80s: Kordon, Queen of the River Pirates
“As beautiful as she is evil.” Oh, well said, barbarian. As a kid I never picked up on Ariel’s now-obvious crush on Thundarr.
70s: Anyone Remember Angelfire?
To me, those fan sites are the true heart of the internet. In that spirit, I’d like to share with you some of the work of my very oldest friend, who I met when I was five. He is in our current social media era, but deliberately not of it. He has no interest in being an influencer. None of these sites are even signed, and he didn’t want to do a Q&A. But he did OK my sharing of the links to his Unofficial Filmation Appreciation pages.
For those who are outside our very specific Gen X age band, or who had better things to do as kids (sports or whatever), these shows were sort of the Power Rangers of their late-70s day. Maybe slightly higher budget than the Krofft live-action shows like Bigfoot & Wild Boy or Electro-Woman & Dyna-Girl, but otherwise similar.
My friend was especially proud of having tracked down some of the principals involved in those live-action productions for interviews.
Lou Scheimer, Joanna Cameron, Brian Cutler, and Joanna Pang from Isis;
Jason Bostwick, who played Captain Marvel in Shazam!
Francine York from Jason of Star Command
This was not a trivial task. Remember that search engines as we know them did not exist at that time.
Poopsheet Foundation
A happy side effect of that recent conversation with the MythMaker was finding this database of scanned fanzines and mini-comics.
A virtual archive of mini-comics, comic fanzines, small press comics, newave comix and related items. The physical archive, housed at PF headquarters, is being built with personal acquisitions as well as generous donations from supporters. This project is most definitely a work in progress.
17,639 listings is more time than I have time for this winter break, but hopefully it isn’t going anywhere.
Happy Holidaze, y’all.










There are 18 works of PoDW fan fiction on AO3. Silly me, I assumed there would be more.
https://archiveofourown.org/tags/The%20Pirates%20of%20Dark%20Water/works
but I was shocked to find out that there is only one for Thundarr.
https://archiveofourown.org/tags/Thundarr%20the%20Barbarian%20(Cartoon)/works
Also this, by a 'computational philosopher' named Elan Barenholtz.

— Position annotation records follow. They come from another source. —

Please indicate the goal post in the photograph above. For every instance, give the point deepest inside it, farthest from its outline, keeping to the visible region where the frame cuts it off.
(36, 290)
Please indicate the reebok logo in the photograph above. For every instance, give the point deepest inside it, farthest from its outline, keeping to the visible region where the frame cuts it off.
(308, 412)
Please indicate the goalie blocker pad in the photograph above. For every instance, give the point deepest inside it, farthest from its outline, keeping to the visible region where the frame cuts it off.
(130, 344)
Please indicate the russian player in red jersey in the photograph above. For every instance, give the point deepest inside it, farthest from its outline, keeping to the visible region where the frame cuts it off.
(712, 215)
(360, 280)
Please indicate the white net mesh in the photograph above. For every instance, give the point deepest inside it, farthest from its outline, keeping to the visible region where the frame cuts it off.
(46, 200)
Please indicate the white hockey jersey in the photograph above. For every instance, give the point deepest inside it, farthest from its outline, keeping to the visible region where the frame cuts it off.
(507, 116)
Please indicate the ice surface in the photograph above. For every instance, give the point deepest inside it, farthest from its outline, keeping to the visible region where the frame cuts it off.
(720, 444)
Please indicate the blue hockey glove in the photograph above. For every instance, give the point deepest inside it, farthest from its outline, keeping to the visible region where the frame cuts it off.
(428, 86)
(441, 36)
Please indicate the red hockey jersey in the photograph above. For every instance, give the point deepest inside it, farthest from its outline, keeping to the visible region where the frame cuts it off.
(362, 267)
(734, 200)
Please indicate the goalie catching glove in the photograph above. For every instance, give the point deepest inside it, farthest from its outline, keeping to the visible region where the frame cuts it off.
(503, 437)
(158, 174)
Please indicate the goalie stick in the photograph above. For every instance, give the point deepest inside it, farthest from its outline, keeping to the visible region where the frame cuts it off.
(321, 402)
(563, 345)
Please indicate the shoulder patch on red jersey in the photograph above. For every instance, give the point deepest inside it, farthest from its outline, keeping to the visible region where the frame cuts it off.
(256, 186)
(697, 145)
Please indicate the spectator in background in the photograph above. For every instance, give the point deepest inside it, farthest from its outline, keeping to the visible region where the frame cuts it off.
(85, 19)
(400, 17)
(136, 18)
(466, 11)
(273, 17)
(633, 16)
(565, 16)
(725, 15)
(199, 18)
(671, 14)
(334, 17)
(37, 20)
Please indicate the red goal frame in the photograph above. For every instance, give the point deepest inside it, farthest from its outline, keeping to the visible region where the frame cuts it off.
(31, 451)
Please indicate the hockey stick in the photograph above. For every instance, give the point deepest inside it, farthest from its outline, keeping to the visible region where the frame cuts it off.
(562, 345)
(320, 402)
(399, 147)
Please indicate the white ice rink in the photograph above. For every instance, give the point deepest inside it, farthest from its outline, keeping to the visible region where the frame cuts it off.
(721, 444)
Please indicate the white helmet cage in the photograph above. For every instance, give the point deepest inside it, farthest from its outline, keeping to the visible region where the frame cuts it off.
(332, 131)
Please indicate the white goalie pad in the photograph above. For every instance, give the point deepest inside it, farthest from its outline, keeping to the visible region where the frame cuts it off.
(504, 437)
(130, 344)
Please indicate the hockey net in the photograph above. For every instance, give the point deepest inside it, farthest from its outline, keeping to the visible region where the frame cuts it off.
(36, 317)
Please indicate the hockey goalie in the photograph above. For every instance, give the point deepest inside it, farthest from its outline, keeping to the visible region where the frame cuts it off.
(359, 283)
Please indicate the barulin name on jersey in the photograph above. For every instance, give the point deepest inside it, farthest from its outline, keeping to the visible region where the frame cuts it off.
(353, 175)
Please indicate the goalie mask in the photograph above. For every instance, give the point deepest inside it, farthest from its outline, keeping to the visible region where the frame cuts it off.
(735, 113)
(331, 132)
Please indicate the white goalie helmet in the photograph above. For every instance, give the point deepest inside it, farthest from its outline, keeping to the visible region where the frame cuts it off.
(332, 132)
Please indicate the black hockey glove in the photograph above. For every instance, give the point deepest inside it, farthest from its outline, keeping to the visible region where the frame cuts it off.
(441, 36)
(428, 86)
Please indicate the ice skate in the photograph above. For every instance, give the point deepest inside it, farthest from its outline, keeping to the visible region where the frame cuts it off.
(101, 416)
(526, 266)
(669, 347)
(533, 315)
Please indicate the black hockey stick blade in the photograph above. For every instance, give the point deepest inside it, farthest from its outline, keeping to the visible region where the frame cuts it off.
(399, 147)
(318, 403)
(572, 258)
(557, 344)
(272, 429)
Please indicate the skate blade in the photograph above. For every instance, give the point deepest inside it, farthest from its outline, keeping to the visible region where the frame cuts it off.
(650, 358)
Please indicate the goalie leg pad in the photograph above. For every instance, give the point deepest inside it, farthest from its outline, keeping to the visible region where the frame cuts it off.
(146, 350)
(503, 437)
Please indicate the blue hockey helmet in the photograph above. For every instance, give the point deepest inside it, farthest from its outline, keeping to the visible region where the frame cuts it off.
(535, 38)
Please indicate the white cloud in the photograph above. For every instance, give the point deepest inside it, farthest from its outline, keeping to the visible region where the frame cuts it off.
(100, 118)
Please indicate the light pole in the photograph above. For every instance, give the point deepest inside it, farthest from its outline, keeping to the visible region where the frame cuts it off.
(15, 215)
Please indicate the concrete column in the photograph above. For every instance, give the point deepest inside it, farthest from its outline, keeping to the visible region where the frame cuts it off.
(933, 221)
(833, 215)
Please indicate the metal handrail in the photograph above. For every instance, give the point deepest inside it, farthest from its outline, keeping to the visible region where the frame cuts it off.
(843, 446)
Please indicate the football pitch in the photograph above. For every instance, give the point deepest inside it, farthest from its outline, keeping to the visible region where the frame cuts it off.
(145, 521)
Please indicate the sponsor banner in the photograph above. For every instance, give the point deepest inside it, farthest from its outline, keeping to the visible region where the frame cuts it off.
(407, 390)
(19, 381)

"Video and audio generators have revealed something profound: it turns out that sensory sequences— just like language— contain sufficient information for their own generation. Train a model on enough examples of cats jumping on couches or people eating spaghetti, and you have a model that can generate a jumping cat eating spaghetti or any other physically realizable fantastical sequence, even though the model (nor anyone one else) has ever seen such a thing before. This is not just a technological breakthrough; it tells us something fundamental about the world and our own minds."